In its recently issued first Consumer Response Annual Report to Congress, the CFPB analyzes the complaints it has received over the period July 21, 2011 (when it began taking credit card complaints) through December 31, 2011. The CFPB started taking mortgage complaints on December 1, 2011 and on March 1, 2012, it started taking complaints on deposit products, private student loans and other consumer loans. In the report, the CFPB describes its process for handling complaints, and notes that, as of December 1, the amount of time the CFPB gives companies to respond to complaints was increased from 10 to 15 calendar days.
According to the report, the CFPB received 13,210 complaints between July 21 and December 31, 2011, which included 9,307 credit card complaints and 2,326 mortgage complaints. 44% of those complaints were submitted via the CFPB’s website, 14.7% via telephone calls, 34.9% via referrals from other regulators, and the balance via mail, e-mail or fax. The three most common credit card complaints involved billing disputes (13.7%), identity theft/fraud/embezzlement (10.9%) or APR or interest rate (10.2%). Nearly 60% of the mortgage complaints involved making payments (servicing, payments, escrow) or problems when the consumer is unable to pay (loan modification, collection, foreclosure).

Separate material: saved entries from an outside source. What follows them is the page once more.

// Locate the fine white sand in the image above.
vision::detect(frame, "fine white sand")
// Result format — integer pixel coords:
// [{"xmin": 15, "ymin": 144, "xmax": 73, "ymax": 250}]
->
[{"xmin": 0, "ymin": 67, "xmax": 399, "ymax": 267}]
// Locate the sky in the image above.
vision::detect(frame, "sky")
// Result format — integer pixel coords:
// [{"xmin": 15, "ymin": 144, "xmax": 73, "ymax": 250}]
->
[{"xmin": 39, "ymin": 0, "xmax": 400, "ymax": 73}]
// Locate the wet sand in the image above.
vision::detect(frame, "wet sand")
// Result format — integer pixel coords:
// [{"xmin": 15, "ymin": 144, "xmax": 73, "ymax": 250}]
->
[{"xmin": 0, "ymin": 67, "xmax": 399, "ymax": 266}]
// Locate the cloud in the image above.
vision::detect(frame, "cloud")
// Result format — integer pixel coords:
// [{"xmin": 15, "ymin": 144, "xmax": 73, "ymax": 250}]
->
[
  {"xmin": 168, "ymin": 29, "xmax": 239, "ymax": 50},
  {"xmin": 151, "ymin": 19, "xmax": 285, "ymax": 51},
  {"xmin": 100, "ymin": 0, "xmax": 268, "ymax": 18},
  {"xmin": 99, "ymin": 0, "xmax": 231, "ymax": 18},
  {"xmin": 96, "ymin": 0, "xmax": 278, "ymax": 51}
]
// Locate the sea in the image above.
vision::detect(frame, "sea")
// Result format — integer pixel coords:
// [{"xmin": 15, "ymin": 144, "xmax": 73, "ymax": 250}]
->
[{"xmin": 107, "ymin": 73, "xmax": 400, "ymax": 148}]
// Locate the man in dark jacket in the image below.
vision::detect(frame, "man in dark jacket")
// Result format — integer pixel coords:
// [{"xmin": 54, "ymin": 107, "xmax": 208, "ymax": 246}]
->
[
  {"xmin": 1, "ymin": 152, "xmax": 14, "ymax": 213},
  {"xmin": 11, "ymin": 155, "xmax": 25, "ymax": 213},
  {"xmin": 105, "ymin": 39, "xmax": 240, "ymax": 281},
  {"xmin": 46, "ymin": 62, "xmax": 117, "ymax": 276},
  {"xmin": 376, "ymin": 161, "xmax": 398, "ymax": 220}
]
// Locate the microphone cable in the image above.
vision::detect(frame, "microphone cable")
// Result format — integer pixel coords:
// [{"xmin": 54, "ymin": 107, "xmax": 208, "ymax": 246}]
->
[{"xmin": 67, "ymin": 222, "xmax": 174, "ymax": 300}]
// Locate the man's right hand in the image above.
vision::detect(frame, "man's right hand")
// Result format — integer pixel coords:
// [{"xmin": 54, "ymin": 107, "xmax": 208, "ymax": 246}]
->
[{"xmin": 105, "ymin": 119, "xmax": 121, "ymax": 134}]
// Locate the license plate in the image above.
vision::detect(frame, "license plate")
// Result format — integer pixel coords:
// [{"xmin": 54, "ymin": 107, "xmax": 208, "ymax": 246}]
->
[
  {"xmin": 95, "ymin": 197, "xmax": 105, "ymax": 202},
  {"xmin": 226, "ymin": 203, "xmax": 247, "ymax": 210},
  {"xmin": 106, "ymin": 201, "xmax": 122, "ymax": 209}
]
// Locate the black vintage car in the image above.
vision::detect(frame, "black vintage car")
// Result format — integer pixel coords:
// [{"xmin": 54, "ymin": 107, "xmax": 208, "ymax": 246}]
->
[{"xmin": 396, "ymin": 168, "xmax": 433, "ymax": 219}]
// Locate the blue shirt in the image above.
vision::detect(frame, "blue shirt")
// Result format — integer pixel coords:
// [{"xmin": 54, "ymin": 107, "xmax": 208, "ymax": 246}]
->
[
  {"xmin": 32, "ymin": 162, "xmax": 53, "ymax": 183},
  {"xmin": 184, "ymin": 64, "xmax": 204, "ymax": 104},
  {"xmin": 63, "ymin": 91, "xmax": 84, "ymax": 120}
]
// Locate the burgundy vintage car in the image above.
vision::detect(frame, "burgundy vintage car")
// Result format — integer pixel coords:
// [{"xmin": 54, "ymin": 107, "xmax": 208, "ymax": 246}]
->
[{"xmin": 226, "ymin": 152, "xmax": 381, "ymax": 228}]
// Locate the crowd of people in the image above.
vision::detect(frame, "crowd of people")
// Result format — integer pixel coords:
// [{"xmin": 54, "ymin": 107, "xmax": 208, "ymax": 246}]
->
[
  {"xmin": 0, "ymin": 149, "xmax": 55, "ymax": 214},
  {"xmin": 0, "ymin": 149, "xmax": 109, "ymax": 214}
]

The CFPB sent 9,885 (or 75%) of the complaints it received to companies for review and response (with the other complaints deemed incomplete, sent to another regulator because they didn’t involve a product or market within the CFPB’s jurisdiction or currently handled by the CFPB, or considered to still be pending with the consumer or CFPB.) Companies responded to 88.1% of the complaints sent to them and reported closing over 55% with relief (meaning “objective, measurable, and verifiable monetary value to the consumer”), and approximately 31% without relief (meaning no monetary value to the consumer but which “may have addressed some or all of the consumer’s complaint involving non-monetary requests.”) Nearly 40% of the consumers who received responses did not dispute the reponses while approximately 13% of such consumers did register disputes (with the remaining complaints still pending with consumers as of the end of the reporting period.)
Which complaints are most likely to trigger further investigation by the CFPB? According to the report, the CFPB primarily focuses its review and investigation efforts on complaints where the consumer disputes the response or the company fails to provide a timely response. In those instances, the CFPB will look into whether the dispute justifies additional review “with regard to the company’s minimum required actions” under consumer financial protection laws or why a company did not provide a timely response. Depending on the results of its investigation, the CFPB may refer the complaint to its enforcement division for further action, something the CFPB states it has already done “in some cases.”
The CFPB’s annual report raises similar concerns to those Chris Willis wrote about in his post on the CFPB’s November 2011 interim report on credit card complaints. Like the data in the interim report, the annual report’s data doesn’t shed light on any particular regulatory or legal issues, with the CFPB continuing to question whether consumers understand the categories which they are asked to use to identify the subject of a complaint. And also like the data in the interim report, the annual report’s data seems to bear little relationship to the CFPB’s regulatory and enforcement functions. The annual report continues to show that the CFPB is passing along most complaints to financial institutions who are promptly resolving a high percentage of complaints with a low dispute rate. In other words, for the majority of complaints received, it appears the CFPB’s complaint procedure is continuing to function as an extension of in-house customer service channels. As Chris asked in his post, “Did we need a new federal consumer protection agency for this?”